In effetti gli statunitensi fecero diverse e importanti concessioni: venne ammessa una
«clausola della valuta scarsa» (di fatto relativa al dollaro) che comportava il razionamento
della valuta scarsa da parte del Fondo monetario internazionale e la possibilità di restrizioni
alle importazioni dal paese in cronico avanzo; le risorse del Fmi e il contributo Usa al Fmi
furono più alti di quanto essi avessero inizialmente proposto (ma molto più vicini alla proposta
Usa che a quella inglese); fu ammessa la possibilità di variazioni della parità fissata senza
previa approvazione del Fmi fino al 10% e anche oltre in caso di non meglio precisati «squilibri
fondamentali»; non fu prevista la possibilità che il Fmi ponesse condizioni sulle politiche
interne; le restrizioni commerciali e alla convertibilità delle valute avrebbero dovuto essere
smantellate al termine di un «periodo di transizione», che venne allungato.
Si può dunque parlare del «sistema di Bretton Woods» come di un compromesso, non tra
classi sociali ma tra i due più importanti Stati imperialisti alleati. Ma per quanto importanti
fossero le concessioni nordamericane, non fu un «compromesso keynesiano»: nella lettera e
negli esiti gli accordi furono molto lontani dalle idealizzazioni ora correnti circa un’epoca
«keynesiana». Lo schema keynesiano (senza virgolette) sopra tratteggiato resta un riferimento
per le proposte più avanzate di riforma del sistema monetario internazionale proprio perché il
risultato finale degli accordi di Bretton Woods fu molto lontano da esso. Gli accordi stipulati a
Bretton Woods non prevedevano alcun meccanismo di aggiustamento per i paesi in avanzo;

23
non demonetizzavano l’oro, che rimase convertibile; non creavano una unità di conto
sovranazionale. E, specialmente, ponevano il dollaro come moneta-chiave del sistema
internazionale. Del resto, oltre che essere la potenza militare ed industriale determinante, gli
Usa detenevano il 60% delle riserve mondiali in oro ed erano il paese creditore nei confronti
del resto del mondo. A malincuore, e non senza velleità fino all’impresa fallita di Suez del
1956, l’imperialismo britannico dovette anche accettare la fine del proprio impero territoriale13.
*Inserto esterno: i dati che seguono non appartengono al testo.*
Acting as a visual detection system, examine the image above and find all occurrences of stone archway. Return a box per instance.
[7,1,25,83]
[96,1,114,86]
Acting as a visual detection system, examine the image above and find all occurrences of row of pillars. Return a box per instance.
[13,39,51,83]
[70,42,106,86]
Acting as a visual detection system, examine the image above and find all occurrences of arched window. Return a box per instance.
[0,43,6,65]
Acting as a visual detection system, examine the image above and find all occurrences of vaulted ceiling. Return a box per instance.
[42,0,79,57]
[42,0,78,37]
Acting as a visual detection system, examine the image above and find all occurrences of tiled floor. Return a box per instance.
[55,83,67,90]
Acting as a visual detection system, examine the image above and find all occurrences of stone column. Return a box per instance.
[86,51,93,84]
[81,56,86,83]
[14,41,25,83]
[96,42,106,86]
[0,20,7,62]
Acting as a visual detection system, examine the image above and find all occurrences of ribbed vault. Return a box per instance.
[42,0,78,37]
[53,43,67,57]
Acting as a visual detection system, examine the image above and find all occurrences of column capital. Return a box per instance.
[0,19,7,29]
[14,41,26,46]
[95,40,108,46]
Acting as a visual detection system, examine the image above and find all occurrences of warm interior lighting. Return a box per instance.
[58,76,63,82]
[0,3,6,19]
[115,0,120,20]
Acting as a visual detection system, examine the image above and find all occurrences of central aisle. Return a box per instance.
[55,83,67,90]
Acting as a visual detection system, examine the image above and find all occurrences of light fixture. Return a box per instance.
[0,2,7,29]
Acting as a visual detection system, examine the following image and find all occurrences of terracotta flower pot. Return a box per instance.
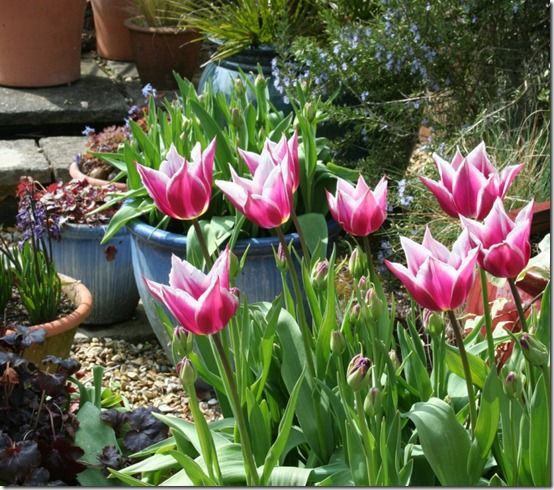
[69,162,127,192]
[90,0,133,61]
[0,0,86,87]
[125,17,200,90]
[23,274,92,367]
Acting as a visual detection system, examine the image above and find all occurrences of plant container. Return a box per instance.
[52,223,139,325]
[127,219,340,359]
[90,0,133,61]
[23,274,92,369]
[125,17,200,90]
[0,0,86,87]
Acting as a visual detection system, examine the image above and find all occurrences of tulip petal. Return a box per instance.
[169,254,210,299]
[385,259,440,311]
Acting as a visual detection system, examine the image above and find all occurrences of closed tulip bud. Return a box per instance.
[175,357,196,387]
[423,309,444,336]
[331,330,346,356]
[519,333,548,367]
[275,243,287,272]
[346,354,371,391]
[312,259,329,290]
[304,102,317,122]
[348,247,368,280]
[364,386,384,417]
[504,371,523,398]
[365,288,384,320]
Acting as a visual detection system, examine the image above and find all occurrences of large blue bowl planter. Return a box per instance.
[52,224,139,325]
[127,220,340,359]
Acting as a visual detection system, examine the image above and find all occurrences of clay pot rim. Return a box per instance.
[69,162,127,192]
[29,273,92,338]
[123,15,202,36]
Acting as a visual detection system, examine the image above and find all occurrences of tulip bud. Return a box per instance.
[312,259,329,290]
[519,333,548,367]
[365,288,384,320]
[504,371,523,399]
[175,357,196,387]
[331,330,346,356]
[304,102,317,122]
[348,247,368,279]
[422,309,444,336]
[364,386,383,417]
[275,243,287,272]
[231,107,242,128]
[233,78,246,95]
[346,354,371,391]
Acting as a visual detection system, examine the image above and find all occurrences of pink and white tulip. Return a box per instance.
[145,248,239,335]
[215,154,292,229]
[385,228,478,311]
[460,198,533,279]
[326,175,387,236]
[137,138,215,220]
[239,131,300,194]
[420,142,523,220]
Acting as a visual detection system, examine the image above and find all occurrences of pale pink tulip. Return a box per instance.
[420,142,523,220]
[239,131,300,193]
[145,247,239,335]
[385,228,478,311]
[460,198,533,279]
[325,175,387,236]
[215,158,292,229]
[137,138,215,220]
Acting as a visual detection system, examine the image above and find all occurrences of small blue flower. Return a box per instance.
[142,83,158,99]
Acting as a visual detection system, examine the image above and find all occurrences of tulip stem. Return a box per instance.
[275,226,315,379]
[192,219,213,267]
[447,310,477,433]
[479,267,496,369]
[212,332,260,487]
[508,279,529,332]
[290,211,311,262]
[362,235,384,299]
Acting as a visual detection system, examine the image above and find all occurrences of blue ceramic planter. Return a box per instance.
[52,224,139,325]
[127,220,340,358]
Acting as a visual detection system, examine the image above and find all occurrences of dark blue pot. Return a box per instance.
[52,224,139,325]
[127,220,340,358]
[198,46,292,114]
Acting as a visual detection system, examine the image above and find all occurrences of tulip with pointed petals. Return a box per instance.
[385,228,478,311]
[460,198,533,279]
[137,138,215,220]
[215,154,292,229]
[239,131,300,194]
[326,175,387,236]
[420,142,523,220]
[145,248,239,335]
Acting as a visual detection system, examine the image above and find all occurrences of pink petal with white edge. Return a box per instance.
[419,177,458,218]
[137,164,171,215]
[400,236,431,278]
[385,259,440,311]
[169,254,210,299]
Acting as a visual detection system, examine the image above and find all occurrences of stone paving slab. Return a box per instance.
[76,303,156,343]
[0,139,52,188]
[38,136,87,182]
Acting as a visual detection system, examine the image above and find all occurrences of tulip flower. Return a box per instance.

Inoltre, il «sistema», di cui spesso si parla come se fosse stato operativo per l’intero dopo
guerra, in realtà andò a regime solo dal gennaio 1959, quando i 17 Stati membri della Unione
europea dei pagamenti resero convertibili le loro monete; e quasi subito il «sistema» mostrò le
sue crepe e la Francia gaullista protestò per l’«esorbitante privilegio» del dollaro. Per questa
ragione, e anche per altre pertinenti alla cosiddetta «economia reale», l’epoca 1946-1971, in
gran parte coincidente con la cosiddetta golden age «fordista» e «keynesiana», andrebbe
suddivisa in due periodi distinti (o tre, considerando il primo dopo guerra): dal 1946 al 1958 e
dal 1958 all’agosto 1971 (data della dichiarazione di inconvertibilità del dollaro in oro).
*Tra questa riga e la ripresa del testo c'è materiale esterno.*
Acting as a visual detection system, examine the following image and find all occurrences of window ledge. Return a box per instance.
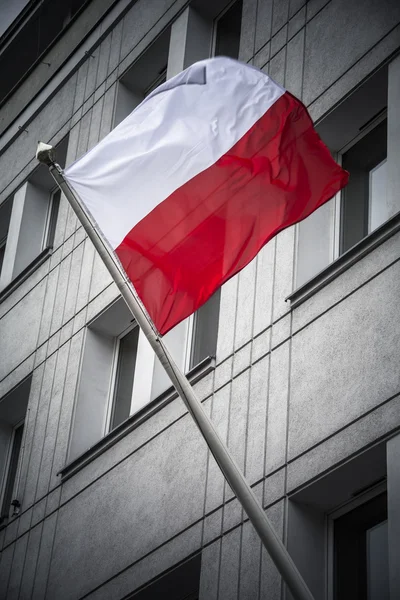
[57,357,215,483]
[285,212,400,308]
[0,246,53,302]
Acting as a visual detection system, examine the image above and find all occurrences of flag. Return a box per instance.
[65,57,348,334]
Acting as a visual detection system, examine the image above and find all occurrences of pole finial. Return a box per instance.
[36,142,54,167]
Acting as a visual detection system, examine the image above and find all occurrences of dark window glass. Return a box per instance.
[130,554,201,600]
[0,0,87,103]
[1,424,24,520]
[190,290,221,368]
[110,327,139,430]
[215,1,243,58]
[334,493,389,600]
[340,120,389,253]
[44,190,61,248]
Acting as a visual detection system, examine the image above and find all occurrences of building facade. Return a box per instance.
[0,0,400,600]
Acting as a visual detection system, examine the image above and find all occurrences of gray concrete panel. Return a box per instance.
[7,533,29,600]
[205,385,231,512]
[202,508,224,546]
[32,514,57,600]
[239,0,258,62]
[214,356,233,391]
[0,281,46,379]
[19,523,43,600]
[36,343,70,500]
[289,262,400,457]
[235,260,257,349]
[226,369,250,498]
[87,523,201,600]
[287,396,400,492]
[255,0,273,52]
[285,29,305,99]
[232,342,251,377]
[272,0,289,35]
[245,357,269,483]
[265,342,290,474]
[0,544,14,600]
[239,521,261,600]
[121,0,173,60]
[218,527,242,600]
[289,0,306,17]
[48,416,206,598]
[23,354,57,508]
[253,42,271,71]
[386,435,400,598]
[260,501,283,600]
[216,276,239,364]
[50,330,84,487]
[63,244,83,323]
[304,0,400,104]
[293,233,400,333]
[252,327,272,363]
[253,240,276,336]
[271,25,288,57]
[49,254,72,335]
[88,96,104,150]
[199,540,221,600]
[263,46,286,86]
[288,5,306,40]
Furono i fatti a imporre le svalutazioni delle monete europee nel primo dopoguerra e furono gli
Usa, non il Fmi e le istituzioni previste dal «sistema», a fornire la liquidità necessaria, in
dollari, con il Piano Marshall, gli aiuti e le spese militari, il boom connesso alla guerra di Corea,
poi con gli investimenti diretti, la formazione del mercato dell’eurodollaro, le importazioni, la
guerra del Vietnam.
Oggi si può pensare a riformare il sistema monetario internazionale sulla base della lezione
keynesiana, almeno controllando e tassando i movimenti di capitale a breve termine,
introducendo regole che facciano oscillare le valute entro una banda, secondo parametri
contrattati tra gli Stati, e coordinando le politiche economiche in modo da evitare situazioni di
cronico avanzo o disavanzo.
La «lezione» della storia è però che le «soluzioni» di una crisi mondiale di fatto risultano dai
rapporti di potere tra gli Stati e i capitalismi «nazionali» e dall’ineguale evoluzione delle
economie che, nella loro interazione e sovrapposizione, costituiscono il sistema mondiale
capitalistico come processo instabile e contraddittorio. Per quanto a tavolino si possano
elaborare schemi razionali per contrastare le croniche asimmetrie tra domanda e offerta
mondiale, per fare in modo che il peso dell’aggiustamento non ricada solo sui paesi deficitari e
indebitati ma anche su quelli creditori, e si possano proporre norme per ridurre l’instabilità
finanziaria, la realtà dell’esistenza di diversi capitalismi in competizione (le cui sfere d’azione
oltrepassano i confini statali ma non sono svincolate dalle loro basi «nazionali»), il fatto che
l’economia mondiale capitalistica non sia né un unico «campo di gioco» globale né un
«impero», impediscono una soluzione capitalistica organica e collettiva. Come non esiste uno
Stato mondiale (o un suo surrogato fluido e «nebuloso») non esiste una borghesia mondiale

13
Si tratta dell’aggressione all’Egitto, insieme alla Francia e ad Israele, dopo la nazionalizzazione del
canale di Suez. In Francia erano al governo i socialisti, con Pierre Mendès France, ministro guardasigilli
François Mitterrand, già ministro dell’interno nel precedente governo Mollet, all’inizio della guerra
algerina.

24
che possa trattare questi problemi in modo razionale e secondo un «interesse generale» del
capitale sociale mondiale.
Così andò il mondo durante e dopo la Seconda guerra mondiale e le imponenti trasformazioni
dei rapporti tra politica ed economia conseguenti da essa e dalla Grande depressione: quando
più elevate erano la necessità, la volontà e la capacità di «riforma dall’alto» del capitalismo e
massime la possibilità che essa fosse spinta dal basso, dall’aspirazione di decine di milioni di
persone di farla finita con le cause del fascismo e della miseria. Non si capisce perché ora, in
assenza di qualcosa equivalente a quella tragedia che spinse il mondo nell’abisso, a negativo, e
in assenza di un equivalente delle Resistenze antifasciste, a positivo, debba darsi una
trasformazione cooperativa e «guidata» dell’economia mondiale capitalistica da parte degli
Stati imperialisti.
Non si capisce perché gli Stati Uniti, e se per questo anche i paesi esportatori, dovrebbero
accettare la fine del dollaro come moneta-chiave: conviene a tutti che l’economia che fa da
stimolo alla domanda mondiale sia anche quella che gode del privilegio della moneta-chiave.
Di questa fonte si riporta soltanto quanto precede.